This is the mail archive of the
gcc-patches@gcc.gnu.org
mailing list for the GCC project.
Re: [Patch, RTL] Eliminate redundant vec_select moves.
- From: Richard Sandiford <rdsandiford at googlemail dot com>
- To: Tejas Belagod <tbelagod at arm dot com>
- Cc: Kirill Yukhin <kirill dot yukhin at gmail dot com>, "H.J. Lu" <hjl dot tools at gmail dot com>, "Yukhin\, Kirill" <kirill dot yukhin at intel dot com>, Jeff Law <law at redhat dot com>, Bill Schmidt <wschmidt at linux dot vnet dot ibm dot com>, "gcc-patches\ at gcc dot gnu dot org" <gcc-patches at gcc dot gnu dot org>, Uros Bizjak <ubizjak at gmail dot com>, Richard Henderson <rth at redhat dot com>, Jakub Jelinek <jakub at redhat dot com>
- Date: Mon, 09 Dec 2013 12:00:46 +0000
- Subject: Re: [Patch, RTL] Eliminate redundant vec_select moves.

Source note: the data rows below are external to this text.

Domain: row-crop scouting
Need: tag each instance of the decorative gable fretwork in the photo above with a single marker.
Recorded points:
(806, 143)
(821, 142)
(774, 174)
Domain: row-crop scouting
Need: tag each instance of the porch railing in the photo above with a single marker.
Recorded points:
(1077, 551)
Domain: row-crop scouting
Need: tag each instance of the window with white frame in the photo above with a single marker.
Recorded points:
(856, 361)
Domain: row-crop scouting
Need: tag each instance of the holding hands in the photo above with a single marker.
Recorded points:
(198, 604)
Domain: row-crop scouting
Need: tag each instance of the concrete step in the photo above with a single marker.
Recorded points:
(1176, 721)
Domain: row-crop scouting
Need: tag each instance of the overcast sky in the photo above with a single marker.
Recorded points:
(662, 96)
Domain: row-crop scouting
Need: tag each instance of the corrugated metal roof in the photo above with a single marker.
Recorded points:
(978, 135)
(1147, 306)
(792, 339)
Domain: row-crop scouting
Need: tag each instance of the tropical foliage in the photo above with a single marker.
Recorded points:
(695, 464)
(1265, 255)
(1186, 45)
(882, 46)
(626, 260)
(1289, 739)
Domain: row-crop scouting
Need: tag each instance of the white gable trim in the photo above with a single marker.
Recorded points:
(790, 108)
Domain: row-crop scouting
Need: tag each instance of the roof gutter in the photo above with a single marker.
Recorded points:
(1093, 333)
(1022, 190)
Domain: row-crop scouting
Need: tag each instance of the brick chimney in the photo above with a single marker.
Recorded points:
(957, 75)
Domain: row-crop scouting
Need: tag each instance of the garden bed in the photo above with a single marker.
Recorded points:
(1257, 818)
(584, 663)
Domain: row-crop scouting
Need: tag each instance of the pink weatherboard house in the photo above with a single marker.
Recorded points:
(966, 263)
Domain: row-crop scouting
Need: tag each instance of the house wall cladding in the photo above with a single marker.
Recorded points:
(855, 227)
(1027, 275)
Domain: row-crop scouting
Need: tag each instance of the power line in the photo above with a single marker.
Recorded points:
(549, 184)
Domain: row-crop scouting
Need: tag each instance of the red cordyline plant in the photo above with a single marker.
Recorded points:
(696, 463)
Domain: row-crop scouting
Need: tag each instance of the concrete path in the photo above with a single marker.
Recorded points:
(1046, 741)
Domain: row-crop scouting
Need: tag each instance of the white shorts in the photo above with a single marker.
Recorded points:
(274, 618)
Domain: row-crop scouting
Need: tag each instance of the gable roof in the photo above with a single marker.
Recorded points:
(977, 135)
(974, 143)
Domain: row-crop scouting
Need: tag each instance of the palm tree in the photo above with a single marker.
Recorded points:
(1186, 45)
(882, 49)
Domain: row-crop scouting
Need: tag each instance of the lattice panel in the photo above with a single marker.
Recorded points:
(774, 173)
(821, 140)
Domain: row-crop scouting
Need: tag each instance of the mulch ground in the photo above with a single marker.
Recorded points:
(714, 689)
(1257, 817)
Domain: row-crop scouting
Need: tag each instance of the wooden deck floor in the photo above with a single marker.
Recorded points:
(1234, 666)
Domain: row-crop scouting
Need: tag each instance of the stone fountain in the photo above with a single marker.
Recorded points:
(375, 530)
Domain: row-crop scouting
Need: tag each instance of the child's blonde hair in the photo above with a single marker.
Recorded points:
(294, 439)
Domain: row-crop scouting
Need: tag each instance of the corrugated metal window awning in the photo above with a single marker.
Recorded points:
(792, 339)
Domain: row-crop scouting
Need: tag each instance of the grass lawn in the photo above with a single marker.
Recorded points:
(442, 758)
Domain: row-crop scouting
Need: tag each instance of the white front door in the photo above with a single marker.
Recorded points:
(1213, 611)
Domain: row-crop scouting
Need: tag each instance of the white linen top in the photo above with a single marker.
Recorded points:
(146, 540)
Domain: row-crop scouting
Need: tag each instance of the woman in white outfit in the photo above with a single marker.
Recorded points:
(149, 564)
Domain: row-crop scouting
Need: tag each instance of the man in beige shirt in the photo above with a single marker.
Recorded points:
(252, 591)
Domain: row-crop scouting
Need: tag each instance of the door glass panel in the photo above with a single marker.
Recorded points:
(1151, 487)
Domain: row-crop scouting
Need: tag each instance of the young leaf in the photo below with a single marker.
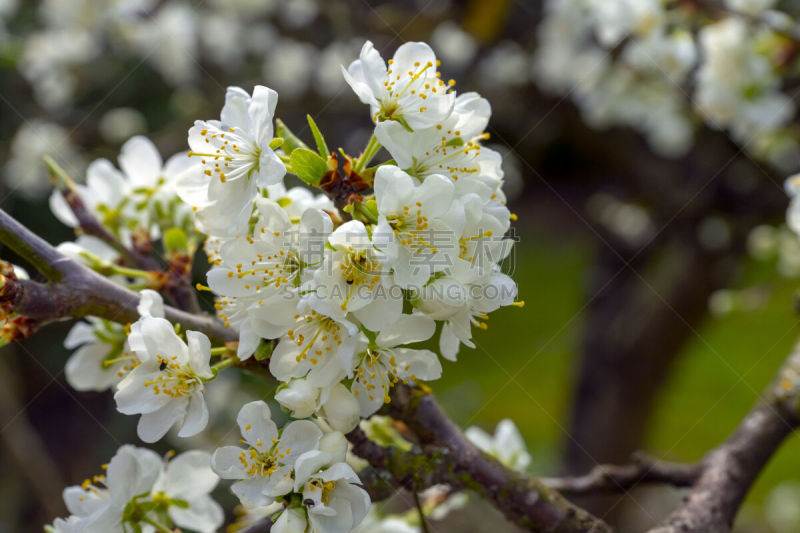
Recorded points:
(322, 148)
(308, 166)
(290, 141)
(175, 239)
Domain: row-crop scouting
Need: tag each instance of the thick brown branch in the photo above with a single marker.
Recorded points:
(730, 469)
(77, 291)
(622, 478)
(445, 455)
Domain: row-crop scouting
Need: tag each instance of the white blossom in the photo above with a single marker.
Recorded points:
(166, 387)
(409, 90)
(381, 364)
(355, 278)
(506, 445)
(420, 223)
(236, 160)
(264, 470)
(333, 497)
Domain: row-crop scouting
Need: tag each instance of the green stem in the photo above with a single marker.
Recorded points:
(161, 528)
(366, 213)
(228, 361)
(369, 152)
(130, 272)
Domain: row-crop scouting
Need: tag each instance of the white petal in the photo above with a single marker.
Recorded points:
(256, 425)
(196, 416)
(406, 329)
(225, 462)
(189, 475)
(199, 348)
(203, 515)
(153, 426)
(150, 304)
(140, 161)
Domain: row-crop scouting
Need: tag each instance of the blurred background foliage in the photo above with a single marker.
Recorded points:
(654, 315)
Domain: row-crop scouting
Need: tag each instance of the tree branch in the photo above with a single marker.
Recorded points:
(445, 455)
(178, 277)
(729, 470)
(77, 291)
(622, 478)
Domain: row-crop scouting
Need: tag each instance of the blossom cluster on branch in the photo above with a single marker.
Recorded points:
(661, 67)
(338, 289)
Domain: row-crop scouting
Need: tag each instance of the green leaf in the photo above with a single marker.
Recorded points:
(291, 142)
(263, 351)
(175, 240)
(308, 166)
(322, 147)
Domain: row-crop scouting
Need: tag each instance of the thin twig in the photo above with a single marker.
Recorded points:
(77, 291)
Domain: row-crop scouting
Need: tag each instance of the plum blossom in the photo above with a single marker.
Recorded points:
(189, 478)
(409, 91)
(255, 277)
(166, 386)
(264, 470)
(463, 297)
(236, 160)
(420, 223)
(137, 486)
(332, 496)
(381, 364)
(506, 445)
(132, 197)
(315, 347)
(355, 278)
(103, 357)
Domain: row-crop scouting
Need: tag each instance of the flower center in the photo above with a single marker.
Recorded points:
(231, 154)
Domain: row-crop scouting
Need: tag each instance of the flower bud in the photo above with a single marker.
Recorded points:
(342, 410)
(299, 397)
(335, 444)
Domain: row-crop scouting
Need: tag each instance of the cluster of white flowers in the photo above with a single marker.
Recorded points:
(637, 63)
(337, 294)
(136, 202)
(140, 490)
(174, 37)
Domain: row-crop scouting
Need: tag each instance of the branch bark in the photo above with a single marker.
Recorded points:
(622, 478)
(445, 455)
(730, 470)
(76, 291)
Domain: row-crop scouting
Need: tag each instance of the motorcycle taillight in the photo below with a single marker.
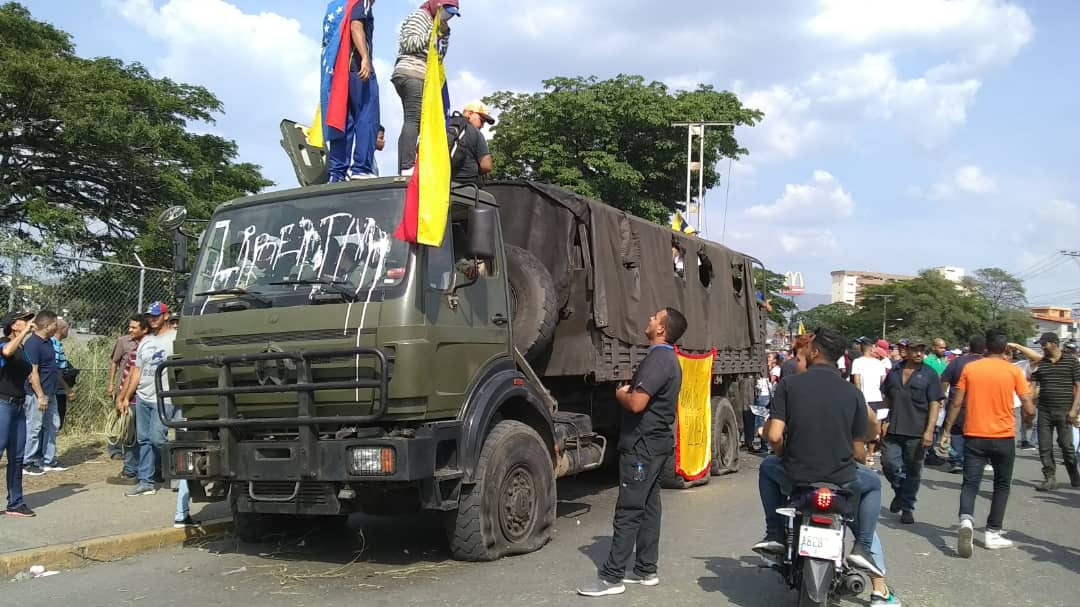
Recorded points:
(823, 499)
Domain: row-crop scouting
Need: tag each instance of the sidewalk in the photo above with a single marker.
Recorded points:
(72, 512)
(78, 513)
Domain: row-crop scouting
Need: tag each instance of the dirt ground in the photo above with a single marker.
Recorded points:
(85, 458)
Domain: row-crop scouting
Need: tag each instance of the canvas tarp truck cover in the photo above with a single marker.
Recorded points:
(632, 267)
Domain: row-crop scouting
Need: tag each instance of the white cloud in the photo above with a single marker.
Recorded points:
(969, 179)
(821, 200)
(809, 243)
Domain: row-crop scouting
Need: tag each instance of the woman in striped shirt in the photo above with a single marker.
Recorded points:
(410, 68)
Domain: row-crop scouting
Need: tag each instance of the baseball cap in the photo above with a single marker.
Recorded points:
(10, 319)
(157, 309)
(1049, 338)
(481, 108)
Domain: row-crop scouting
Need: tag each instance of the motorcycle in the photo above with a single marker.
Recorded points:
(814, 550)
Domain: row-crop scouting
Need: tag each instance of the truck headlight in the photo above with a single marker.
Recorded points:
(372, 461)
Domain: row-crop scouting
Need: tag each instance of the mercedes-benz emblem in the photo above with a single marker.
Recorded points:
(277, 372)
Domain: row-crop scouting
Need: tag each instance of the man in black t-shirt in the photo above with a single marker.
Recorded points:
(1057, 376)
(14, 371)
(913, 392)
(470, 157)
(645, 446)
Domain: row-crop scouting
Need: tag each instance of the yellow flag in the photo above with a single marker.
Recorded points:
(314, 134)
(693, 423)
(433, 154)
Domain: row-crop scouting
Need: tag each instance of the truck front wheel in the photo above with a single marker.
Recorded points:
(511, 508)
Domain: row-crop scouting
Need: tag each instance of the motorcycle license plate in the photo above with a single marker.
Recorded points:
(821, 542)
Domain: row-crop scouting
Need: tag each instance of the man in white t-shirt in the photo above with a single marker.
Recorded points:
(868, 373)
(150, 432)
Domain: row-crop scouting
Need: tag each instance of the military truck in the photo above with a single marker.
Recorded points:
(324, 367)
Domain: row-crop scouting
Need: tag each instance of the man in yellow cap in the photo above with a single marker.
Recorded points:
(470, 157)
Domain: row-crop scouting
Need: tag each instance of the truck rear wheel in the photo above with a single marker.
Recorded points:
(534, 309)
(725, 437)
(511, 508)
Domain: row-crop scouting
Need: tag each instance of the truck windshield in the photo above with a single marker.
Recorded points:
(287, 252)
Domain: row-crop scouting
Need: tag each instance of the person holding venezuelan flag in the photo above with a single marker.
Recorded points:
(349, 94)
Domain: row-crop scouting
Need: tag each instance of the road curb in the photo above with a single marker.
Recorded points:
(107, 549)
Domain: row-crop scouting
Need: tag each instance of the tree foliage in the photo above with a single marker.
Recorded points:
(92, 149)
(1001, 291)
(612, 139)
(929, 307)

- Authentication-results: sourceware.org; auth=none
- References: <878uwwdnx0 dot fsf at talisman dot default> <52962733 dot 7030005 at arm dot com> <87r4a0c1ul dot fsf at talisman dot default> <529F5318 dot 1030505 at arm dot com> <CAMe9rOr9GqTEjfTPXB7gJLNRVkdjCZ_RMzWBOYFX8q4K8n=RJg at mail dot gmail dot com> <529F666F dot 4000507 at redhat dot com> <CAMe9rOo+2LnE=T9y7bmoxfWov+T4WDizTmpU5jFhpYe_xadgXA at mail dot gmail dot com> <52A07CF6 dot 6010003 at arm dot com> <CAMe9rOpZ41Qe-PqoqyJaVaYPSQfQXSkXPJeUQa23v2=0UabSXA at mail dot gmail dot com> <20131205134000 dot GG44339 at msticlxl57 dot ims dot intel dot com> <20131209064909 dot GA21317 at msticlxl57 dot ims dot intel dot com> <52A593B1 dot 6080406 at arm dot com>
Tejas Belagod <tbelagod@arm.com> writes:
> Kirill Yukhin wrote:
>> Hello,
>>
>> On 05 Dec 16:40, Kirill Yukhin wrote:
>>> On 05 Dec 05:30, H.J. Lu wrote:
>>>> Kirill, can you take a look why it doesn't work for x86?
>>> Okay, I'll look at this.
>>
>> I've looked at this. It seems that `CANNOT_CHANGE_MODE_CLASS'
>> is too conservative for x86.
>>
>> In rtlanal.c we have `simplify_subreg_regno' which call target
>> hook `REG_CANNOT_CHANGE_MODE_P'. It takes only 3 arguments:
>> from mode, to mode and regclass.
>>
>> Hook in x86 called `ix86_cannot_change_mode_class' and comment
>> says that we cannot change mode for nonzero offsets, which sounds
>> quite reasonable. That is why this hook returns `true' for this
>> tuple <V4SF, SF, FIRST_SSE_REG> and `simplify_subreg_regno'
>> prohibits simplification of that:
>> (set (reg:SF 21 xmm0 [orig:86 D.1816 ] [86])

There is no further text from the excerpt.